云海在脚下翻涌,松涛从山腰传上来,一阵一阵的,像大海的呼吸。

“三个故事讲完了。”闲云站起来,拍了拍袍子上不存在的灰,“你听懂了什么?”

云初站起来,把茶杯放回桌上。

“第一个故事告诉我——守约要趁早。”

“第二个故事告诉我——契约不只是一方的承诺,是两方的托付。”

“第三个故事告诉我——”她停顿了一下,“最重的契约,不需要写下来。”

闲云看着她,那双泉水般清澈的眼睛里,倒映着云初橙金色的光。

“钟离没看错人。”她说。

然后她伸出手,在云初的头顶拍了一下——不轻不重,像拍一只不听话的猫。

“回去吧。月亮快升起来了。”

云初走了几步,停下来,没有回头。

“闲云前辈。”

“嗯。”

“您讲的那些故事里的仙人——是您自己吗?”

风从奥藏山吹过去,把闲云青色长袍的衣角吹了起来。她没有回答,只是扇了扇扇子。

“云海要散了。
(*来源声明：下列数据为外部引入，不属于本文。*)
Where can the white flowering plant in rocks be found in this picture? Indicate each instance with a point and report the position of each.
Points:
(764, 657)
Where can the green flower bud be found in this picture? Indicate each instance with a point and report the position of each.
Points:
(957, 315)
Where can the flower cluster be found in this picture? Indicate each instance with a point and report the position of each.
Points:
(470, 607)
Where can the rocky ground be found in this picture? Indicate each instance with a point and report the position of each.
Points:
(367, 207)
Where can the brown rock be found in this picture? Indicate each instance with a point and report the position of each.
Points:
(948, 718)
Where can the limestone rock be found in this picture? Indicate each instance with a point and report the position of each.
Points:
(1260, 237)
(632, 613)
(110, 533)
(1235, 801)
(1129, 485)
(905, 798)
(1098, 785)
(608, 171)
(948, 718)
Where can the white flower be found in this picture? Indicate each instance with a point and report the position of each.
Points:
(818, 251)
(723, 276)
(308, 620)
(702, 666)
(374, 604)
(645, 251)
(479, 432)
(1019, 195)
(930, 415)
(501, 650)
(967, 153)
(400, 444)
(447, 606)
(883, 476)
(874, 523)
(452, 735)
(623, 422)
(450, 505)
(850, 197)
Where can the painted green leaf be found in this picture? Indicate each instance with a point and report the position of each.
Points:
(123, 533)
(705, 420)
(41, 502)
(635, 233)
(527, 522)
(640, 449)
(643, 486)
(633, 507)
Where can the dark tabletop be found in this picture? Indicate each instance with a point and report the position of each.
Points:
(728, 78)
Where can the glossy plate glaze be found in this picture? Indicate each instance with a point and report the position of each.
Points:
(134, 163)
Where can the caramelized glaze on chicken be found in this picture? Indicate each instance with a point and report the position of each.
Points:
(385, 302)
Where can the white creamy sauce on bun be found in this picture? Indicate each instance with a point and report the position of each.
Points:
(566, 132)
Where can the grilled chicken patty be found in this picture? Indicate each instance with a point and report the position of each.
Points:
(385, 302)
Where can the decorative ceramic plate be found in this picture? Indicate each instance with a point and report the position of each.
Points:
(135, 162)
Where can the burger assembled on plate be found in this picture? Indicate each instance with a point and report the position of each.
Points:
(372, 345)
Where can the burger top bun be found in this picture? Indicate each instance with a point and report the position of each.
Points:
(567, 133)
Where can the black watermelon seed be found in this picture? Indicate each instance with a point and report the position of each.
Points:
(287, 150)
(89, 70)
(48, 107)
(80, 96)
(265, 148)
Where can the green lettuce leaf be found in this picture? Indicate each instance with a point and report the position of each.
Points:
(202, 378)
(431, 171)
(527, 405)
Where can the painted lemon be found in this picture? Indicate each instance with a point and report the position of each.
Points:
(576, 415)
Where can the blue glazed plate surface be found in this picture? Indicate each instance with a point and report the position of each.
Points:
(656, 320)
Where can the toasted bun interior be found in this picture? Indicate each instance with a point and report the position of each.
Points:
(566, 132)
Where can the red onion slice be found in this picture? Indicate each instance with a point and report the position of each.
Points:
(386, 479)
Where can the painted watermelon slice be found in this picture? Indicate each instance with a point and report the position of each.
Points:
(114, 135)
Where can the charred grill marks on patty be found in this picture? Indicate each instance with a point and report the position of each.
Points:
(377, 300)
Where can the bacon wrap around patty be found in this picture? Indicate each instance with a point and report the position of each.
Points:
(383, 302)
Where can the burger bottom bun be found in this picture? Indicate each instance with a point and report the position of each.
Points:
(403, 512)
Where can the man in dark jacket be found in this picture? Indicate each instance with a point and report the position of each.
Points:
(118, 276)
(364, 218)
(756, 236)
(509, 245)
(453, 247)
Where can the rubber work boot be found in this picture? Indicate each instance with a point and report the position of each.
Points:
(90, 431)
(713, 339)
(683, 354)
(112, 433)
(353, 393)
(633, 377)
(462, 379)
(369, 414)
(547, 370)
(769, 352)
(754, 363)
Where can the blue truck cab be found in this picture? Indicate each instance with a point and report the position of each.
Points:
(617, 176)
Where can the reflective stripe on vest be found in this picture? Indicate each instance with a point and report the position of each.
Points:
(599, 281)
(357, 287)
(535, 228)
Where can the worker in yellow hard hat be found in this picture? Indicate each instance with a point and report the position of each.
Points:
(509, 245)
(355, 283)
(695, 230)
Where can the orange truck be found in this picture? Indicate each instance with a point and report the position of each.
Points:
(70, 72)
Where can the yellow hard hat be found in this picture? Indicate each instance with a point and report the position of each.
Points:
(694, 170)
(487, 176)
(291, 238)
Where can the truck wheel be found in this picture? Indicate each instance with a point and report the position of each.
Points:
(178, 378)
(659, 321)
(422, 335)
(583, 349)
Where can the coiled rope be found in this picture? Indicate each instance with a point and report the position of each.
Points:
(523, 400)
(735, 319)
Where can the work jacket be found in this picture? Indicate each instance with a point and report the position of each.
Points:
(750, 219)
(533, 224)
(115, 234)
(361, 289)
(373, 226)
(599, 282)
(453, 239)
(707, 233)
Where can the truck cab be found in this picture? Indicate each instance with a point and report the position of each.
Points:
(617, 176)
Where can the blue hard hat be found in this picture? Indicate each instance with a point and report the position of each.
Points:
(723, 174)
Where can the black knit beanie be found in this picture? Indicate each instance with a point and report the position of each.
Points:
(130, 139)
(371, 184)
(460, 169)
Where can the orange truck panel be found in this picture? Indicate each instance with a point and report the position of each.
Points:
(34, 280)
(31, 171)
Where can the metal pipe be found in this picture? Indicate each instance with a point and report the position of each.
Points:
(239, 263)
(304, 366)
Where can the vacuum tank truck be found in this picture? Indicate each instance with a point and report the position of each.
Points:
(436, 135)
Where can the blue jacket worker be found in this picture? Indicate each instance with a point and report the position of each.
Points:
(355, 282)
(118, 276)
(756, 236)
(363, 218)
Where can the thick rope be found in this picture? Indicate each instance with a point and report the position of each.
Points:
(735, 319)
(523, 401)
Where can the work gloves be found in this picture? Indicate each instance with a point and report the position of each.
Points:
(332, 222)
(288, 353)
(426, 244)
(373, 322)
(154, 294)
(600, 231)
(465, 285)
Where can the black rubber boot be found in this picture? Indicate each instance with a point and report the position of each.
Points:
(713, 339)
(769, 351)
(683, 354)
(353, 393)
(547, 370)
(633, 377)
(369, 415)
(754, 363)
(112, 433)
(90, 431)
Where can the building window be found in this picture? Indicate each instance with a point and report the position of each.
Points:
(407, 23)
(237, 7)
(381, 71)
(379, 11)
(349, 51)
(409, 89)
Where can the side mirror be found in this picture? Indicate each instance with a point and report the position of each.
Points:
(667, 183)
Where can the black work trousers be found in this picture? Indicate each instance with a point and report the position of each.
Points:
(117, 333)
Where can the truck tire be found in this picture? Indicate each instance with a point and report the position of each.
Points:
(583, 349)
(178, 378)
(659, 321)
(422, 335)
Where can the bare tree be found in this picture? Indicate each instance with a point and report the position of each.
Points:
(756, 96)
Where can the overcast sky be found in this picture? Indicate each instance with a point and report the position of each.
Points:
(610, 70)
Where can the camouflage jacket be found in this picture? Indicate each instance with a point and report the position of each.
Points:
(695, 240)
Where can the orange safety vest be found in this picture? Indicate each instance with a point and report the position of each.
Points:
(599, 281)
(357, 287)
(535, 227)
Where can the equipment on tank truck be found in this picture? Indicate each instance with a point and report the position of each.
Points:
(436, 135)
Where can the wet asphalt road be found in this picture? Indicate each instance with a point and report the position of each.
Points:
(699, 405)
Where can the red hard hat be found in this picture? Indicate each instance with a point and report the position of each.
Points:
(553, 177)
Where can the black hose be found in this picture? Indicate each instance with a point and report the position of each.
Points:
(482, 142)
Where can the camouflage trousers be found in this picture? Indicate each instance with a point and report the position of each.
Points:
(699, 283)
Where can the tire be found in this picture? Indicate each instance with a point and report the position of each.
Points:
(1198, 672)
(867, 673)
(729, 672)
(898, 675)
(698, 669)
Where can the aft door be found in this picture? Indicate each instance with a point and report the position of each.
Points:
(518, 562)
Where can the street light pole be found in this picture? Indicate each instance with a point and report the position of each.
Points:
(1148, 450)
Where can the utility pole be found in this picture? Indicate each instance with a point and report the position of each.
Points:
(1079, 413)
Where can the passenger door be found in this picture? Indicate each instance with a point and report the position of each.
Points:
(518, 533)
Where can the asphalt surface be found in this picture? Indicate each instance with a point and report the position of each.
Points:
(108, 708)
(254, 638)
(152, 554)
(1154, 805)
再不下去,你就得在山顶过夜了。”

云初没有追问。她沿着来时的路,一步一步往下走。

身后,闲云的声音从云海里飘过来,很轻,像风——

“契约不是因为写了才存在。是因为有人愿意相信它存在。”

云初的脚步停了一下。

然后她继续往下走。

橙金色的光在她的胸口亮着,像一盏被点亮的灯。

第二天,云初是在南天门遇到申鹤的。

南天门在璃月的东北角,是通往绝云间的门户。这里有一道石门,两边的石柱高耸入云,柱身上刻满了古老的符咒。石门后面是一条长长的石阶,石阶上长满了青苔,一级一级通向云雾深处。

申鹤就坐在石阶的最下面一级。

她穿着一身白色的长袍,头发也是白的,——不,不是白,是那种淡得像冰雪融化后的青色。她的皮肤很白,白到几乎透明,可以看到太阳穴下面细小的青色血管。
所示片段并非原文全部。